Diffamazione – Diffamazione commessa con il mezzo stampa – Diritto di cronaca rispetto a fatti risalenti nel tempo – Diritto all’oblio – Valenza. (C.p., articoli 51 e 595)
Anche in sede penale assume rilievo il diritto all’oblio, inteso come giusto interesse di ogni persona a non restare indipendentemente esposta ai danni ulteriori che arreca al suo onore ed alla sua reputazione la relativa pubblicazione di una notizia che in passato era sta legittimamente pubblicata , onde il giornalista , per potersi utilmente avvalere del diritto di cronaca, deve porre particolare rigore nel rappresentare la notizia e, quando trattasi di una vicenda giudiziaria, deve riportare che l’avvenuto coinvolgimento di una determinata persona si è risolta negativamente.
Sezione V, sentenza 17 luglio – 24 novembre 2009 n. 45051 – Pres. Pizzuti; Rel. Bruno; Pm (conf.) Cedrangolo; Ric. Vespa e altro

PROCEDIMENTO PENALE

Riti alternativi al dibattimento – Applicazione della pena su richiesta delle parti – Giudice del dibattimento – Rinnovazione della richiesta sulla quale il pubblico ministero aveva espresso il proprio dissenso – Possibilità di decidere immediatamente – Esclusione – Svolgimento del giudizio – Necessità.
(C.p.p., articolo 448)
Il giudice del dibattimento non può delibare sulla richiesta di patteggiamento, rinnovata entro le dichiarazione di apertura del dibattimento per il dissenso espresso dal pubblico ministero su quella presentata in precedenza, se non all’esito del giudizio, disponendo solo allora degli elementi per valutare se il dissenso sia giustificato o meno. Il giudice, quindi, non solo non ha l’obbligo di vagliare immediatamente la fondatezza o no del dissenso espresso dal pubblico ministero e di accogliere la richiesta dell’imputato, ma, anzi, deve necessariamente procedere al dibattimento (rappresentando questo l’unico strumento idoneo a fornire gli elementi sulla base dei quali esaminare la posizione del pubblico ministero), all’esito del quale potrà, ove ritenuto ingiustificato il dissenso manifestato dalla parte pubblica, valutare la congruità della pena richiesta e conseguentemente applicarla (da queste premesse, la Corte, accogliendo il ricorso del pubblico ministero, ha annullato senza rinvio la sentenza del giudice del dibattimento che, a fronte della rinnovazione della richiesta di patteggiamento, l’aveva subito accolta, ritenendo ingiustificato il dissenso in precedenza manifestato dal pubblico ministero, senza previamente procedere al dibattimento).
Sezione VI , sentenza 23 ottobre – 4 novembre 2009 n. 42374 – Pres. de Roberto; Rel.

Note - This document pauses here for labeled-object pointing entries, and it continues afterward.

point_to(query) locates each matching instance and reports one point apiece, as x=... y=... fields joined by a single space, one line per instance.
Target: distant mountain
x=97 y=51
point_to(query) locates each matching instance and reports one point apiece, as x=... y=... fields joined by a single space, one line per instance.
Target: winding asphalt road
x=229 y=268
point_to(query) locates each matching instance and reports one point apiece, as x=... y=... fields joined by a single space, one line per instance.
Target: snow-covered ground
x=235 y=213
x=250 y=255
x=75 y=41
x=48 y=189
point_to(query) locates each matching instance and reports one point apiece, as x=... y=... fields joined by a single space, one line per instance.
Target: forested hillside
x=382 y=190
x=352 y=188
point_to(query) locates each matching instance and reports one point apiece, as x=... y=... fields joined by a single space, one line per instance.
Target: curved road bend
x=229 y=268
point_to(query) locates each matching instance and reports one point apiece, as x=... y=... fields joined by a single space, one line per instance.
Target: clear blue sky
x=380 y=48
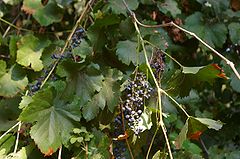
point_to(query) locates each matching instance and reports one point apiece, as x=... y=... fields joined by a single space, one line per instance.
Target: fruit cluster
x=137 y=91
x=157 y=63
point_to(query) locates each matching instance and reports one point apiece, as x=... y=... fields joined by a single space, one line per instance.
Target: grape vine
x=119 y=79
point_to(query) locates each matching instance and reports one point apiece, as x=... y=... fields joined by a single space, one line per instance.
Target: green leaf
x=159 y=41
x=127 y=52
x=30 y=50
x=97 y=148
x=146 y=122
x=182 y=136
x=234 y=32
x=194 y=127
x=211 y=124
x=83 y=50
x=170 y=6
x=45 y=15
x=159 y=155
x=26 y=100
x=96 y=32
x=235 y=82
x=97 y=38
x=3 y=67
x=54 y=120
x=13 y=47
x=213 y=34
x=12 y=81
x=7 y=143
x=108 y=95
x=191 y=70
x=192 y=77
x=21 y=154
x=118 y=7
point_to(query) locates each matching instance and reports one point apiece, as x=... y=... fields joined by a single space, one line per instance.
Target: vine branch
x=10 y=130
x=68 y=40
x=227 y=61
x=158 y=88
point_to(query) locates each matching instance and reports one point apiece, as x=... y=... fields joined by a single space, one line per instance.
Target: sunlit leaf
x=108 y=95
x=54 y=120
x=194 y=127
x=192 y=77
x=7 y=143
x=214 y=34
x=21 y=154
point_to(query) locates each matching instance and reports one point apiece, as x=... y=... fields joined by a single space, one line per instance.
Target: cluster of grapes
x=233 y=48
x=119 y=145
x=137 y=91
x=157 y=63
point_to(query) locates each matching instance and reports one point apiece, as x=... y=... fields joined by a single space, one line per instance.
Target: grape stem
x=158 y=89
x=10 y=129
x=123 y=125
x=60 y=153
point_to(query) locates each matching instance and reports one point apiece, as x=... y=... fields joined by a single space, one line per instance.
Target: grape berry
x=157 y=63
x=137 y=91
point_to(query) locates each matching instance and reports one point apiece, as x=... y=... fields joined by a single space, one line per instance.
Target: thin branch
x=228 y=62
x=60 y=153
x=68 y=40
x=10 y=130
x=150 y=146
x=172 y=58
x=158 y=89
x=14 y=26
x=17 y=139
x=206 y=153
x=9 y=27
x=123 y=125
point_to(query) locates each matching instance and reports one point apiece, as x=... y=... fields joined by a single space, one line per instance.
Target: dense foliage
x=96 y=79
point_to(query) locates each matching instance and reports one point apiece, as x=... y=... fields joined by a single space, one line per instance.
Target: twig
x=10 y=130
x=60 y=153
x=123 y=125
x=17 y=139
x=68 y=40
x=185 y=112
x=150 y=146
x=228 y=62
x=165 y=53
x=158 y=88
x=206 y=154
x=14 y=26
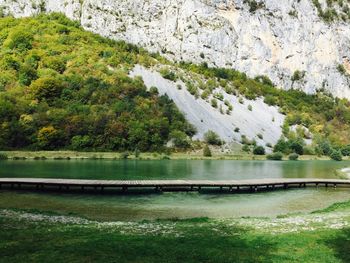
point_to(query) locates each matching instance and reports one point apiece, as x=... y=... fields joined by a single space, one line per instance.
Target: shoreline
x=74 y=155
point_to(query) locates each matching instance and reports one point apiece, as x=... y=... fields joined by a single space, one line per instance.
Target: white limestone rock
x=271 y=41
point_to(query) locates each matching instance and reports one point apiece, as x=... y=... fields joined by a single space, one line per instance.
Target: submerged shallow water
x=174 y=205
x=171 y=169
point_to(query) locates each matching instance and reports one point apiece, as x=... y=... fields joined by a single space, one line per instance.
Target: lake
x=173 y=205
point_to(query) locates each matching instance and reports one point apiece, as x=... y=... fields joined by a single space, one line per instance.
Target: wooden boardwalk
x=168 y=185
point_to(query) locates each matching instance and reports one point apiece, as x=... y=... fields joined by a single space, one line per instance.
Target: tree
x=277 y=156
x=336 y=155
x=81 y=142
x=180 y=139
x=47 y=88
x=293 y=157
x=259 y=150
x=206 y=151
x=19 y=39
x=345 y=150
x=212 y=138
x=27 y=74
x=281 y=146
x=49 y=138
x=296 y=146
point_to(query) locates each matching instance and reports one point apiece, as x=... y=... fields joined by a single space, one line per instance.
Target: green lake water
x=174 y=205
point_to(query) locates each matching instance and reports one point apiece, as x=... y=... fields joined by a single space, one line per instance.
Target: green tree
x=212 y=138
x=206 y=151
x=259 y=150
x=20 y=39
x=336 y=155
x=277 y=156
x=47 y=88
x=180 y=139
x=293 y=157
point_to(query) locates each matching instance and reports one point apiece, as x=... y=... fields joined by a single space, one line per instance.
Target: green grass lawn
x=36 y=237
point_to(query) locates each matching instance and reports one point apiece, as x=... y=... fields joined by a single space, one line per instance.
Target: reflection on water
x=171 y=169
x=174 y=205
x=177 y=205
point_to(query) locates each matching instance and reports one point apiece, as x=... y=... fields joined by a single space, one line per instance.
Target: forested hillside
x=62 y=87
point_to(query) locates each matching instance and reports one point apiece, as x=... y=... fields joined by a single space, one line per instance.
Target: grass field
x=191 y=155
x=36 y=236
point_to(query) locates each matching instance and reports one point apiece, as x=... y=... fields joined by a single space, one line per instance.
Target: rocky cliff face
x=283 y=39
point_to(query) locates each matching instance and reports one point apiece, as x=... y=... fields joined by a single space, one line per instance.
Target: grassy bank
x=194 y=155
x=35 y=237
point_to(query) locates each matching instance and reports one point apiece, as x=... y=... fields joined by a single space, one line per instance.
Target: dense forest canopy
x=62 y=87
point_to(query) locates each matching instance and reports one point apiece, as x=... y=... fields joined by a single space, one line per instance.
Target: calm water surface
x=171 y=169
x=174 y=205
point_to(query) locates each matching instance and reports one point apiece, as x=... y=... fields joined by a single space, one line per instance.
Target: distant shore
x=67 y=155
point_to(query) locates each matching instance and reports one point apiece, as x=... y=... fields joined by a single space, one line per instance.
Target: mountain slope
x=297 y=44
x=63 y=87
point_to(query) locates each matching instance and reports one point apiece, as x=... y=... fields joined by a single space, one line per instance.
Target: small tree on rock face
x=293 y=157
x=212 y=138
x=336 y=155
x=277 y=156
x=206 y=151
x=259 y=150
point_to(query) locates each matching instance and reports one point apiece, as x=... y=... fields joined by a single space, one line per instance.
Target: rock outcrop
x=283 y=39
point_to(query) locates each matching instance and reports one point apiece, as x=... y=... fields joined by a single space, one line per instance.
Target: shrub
x=298 y=75
x=214 y=103
x=47 y=88
x=124 y=155
x=293 y=157
x=19 y=39
x=167 y=74
x=206 y=151
x=79 y=142
x=296 y=146
x=137 y=153
x=180 y=139
x=345 y=151
x=336 y=155
x=212 y=138
x=259 y=150
x=277 y=156
x=3 y=156
x=246 y=148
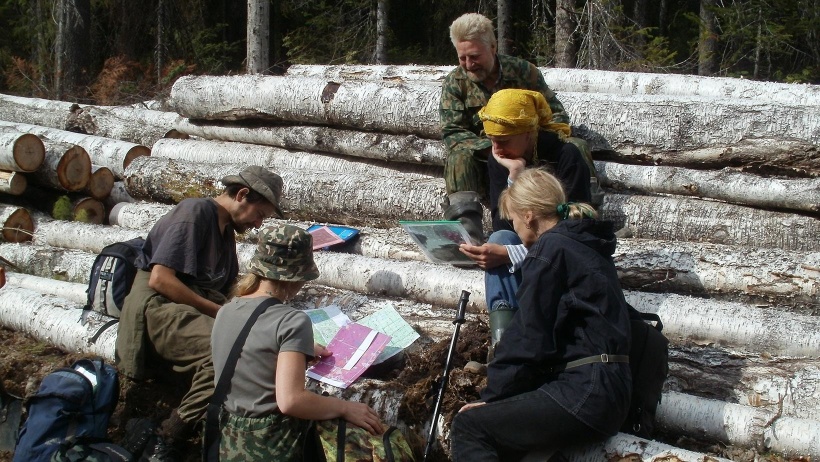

Rotundo; Pm (conf.) Selvaggi; Ric. Proc. Rep. Trib. Genova in proc. D’angelo

REATI CONTRO IL PATRIMONIO

Rapina – Rapina impropria – Caratteristiche – Rapporto temporale tra la sottrazione e l’uso della violenza o minaccia – Fattispecie. (C.p., articolo 628, comma 2)
In tema di rapina impropria (articolo 628, comma 2, del C.p.) laddove si sanziona chi, immediatamente dopo la sottrazione di una cosa, usi violenza o minaccia contro chiunque per assicurarsi il possesso della cosa sottratta o per procurarsi l’impunità, l’espressione immediatamente dopo non può essere interpretata in termini rigorosamente letterali, nel senso che la violenza o minaccia debbano seguire, senza alcun intervallo di tempo, alla sottrazione, ma va riferito alle nozioni di flagranza e di quasi flagranza. Per la configurazione del reato, in altri termini, non è richiesta la contestualità temporale tra la sottrazione e l’uso della violenza o della minaccia, ma è invece necessario e sufficiente che tra le due diverse attività intercorra un arco di tempo tale da non interrompere il nesso di contestualità dell’azione complessiva , e cioè che dette attività si presentino come un’azione unitaria posta in essere al fine di impedire al derubato di tornare in possesso delle cose sottratte o di assicurare al colpevole l’impunità (da queste premesse, secondo la Corte correttamente era stata ravvisata la rapina impropria a carico dell’imputato che si era impossessato dell’autovettura del padre e aveva usato violenza nei confronti di questi che lo aveva sorpreso a bordo del veicolo nella quasi immediatezza della sottrazione).
Sezione II, sentenza 14 ottobre – 9 novembre 2009 n. 42594 – Pres. Pagano; Rel. Chindemi; Pm (conf.) Bua; Ric. Caminciottoli

RISERVATEZZA

Reato in genere – Riservatezza – Accesso abusivo a un sistema informatico – Introduzione – Soggetto autorizzato ad accedere – Reato – Insussistenza – Eventuale utilizzo illecito dei dati – Autonoma rilevanza penale – Fattispecie. (C.p., articolo 615- ter)
Ai fini della configurabilità del reato di accesso abusivo a un sistema informatico (articolo 615-ter- del C.p.), l’abusività della condotta va verificata avendo riguardo al momento dell’accesso e non all’eventuale uso successivo dei dati acquisiti che, se illecito, potrà integrare un diverso titolo di reato. Pertanto, non commette il reato de quo chi, abilitato ad accedere al sistema informatico, usi tale facoltà per finalità estranee al compito ricevuto. (La Corte rigettando il ricorso del pubblico ministero ha condiviso la decisione del tribunale del riesame che aveva escluso il reato a carico di un consulente tecnico del pubblico ministero che, autorizza ad accedere nel sistema informatico dell’Agenzia delle entrate, si assumeva avesse utilizzato l’accesso oltre i termini e le finalità consentitegli acquisendo ed elaborando dati diversi e ulteriori).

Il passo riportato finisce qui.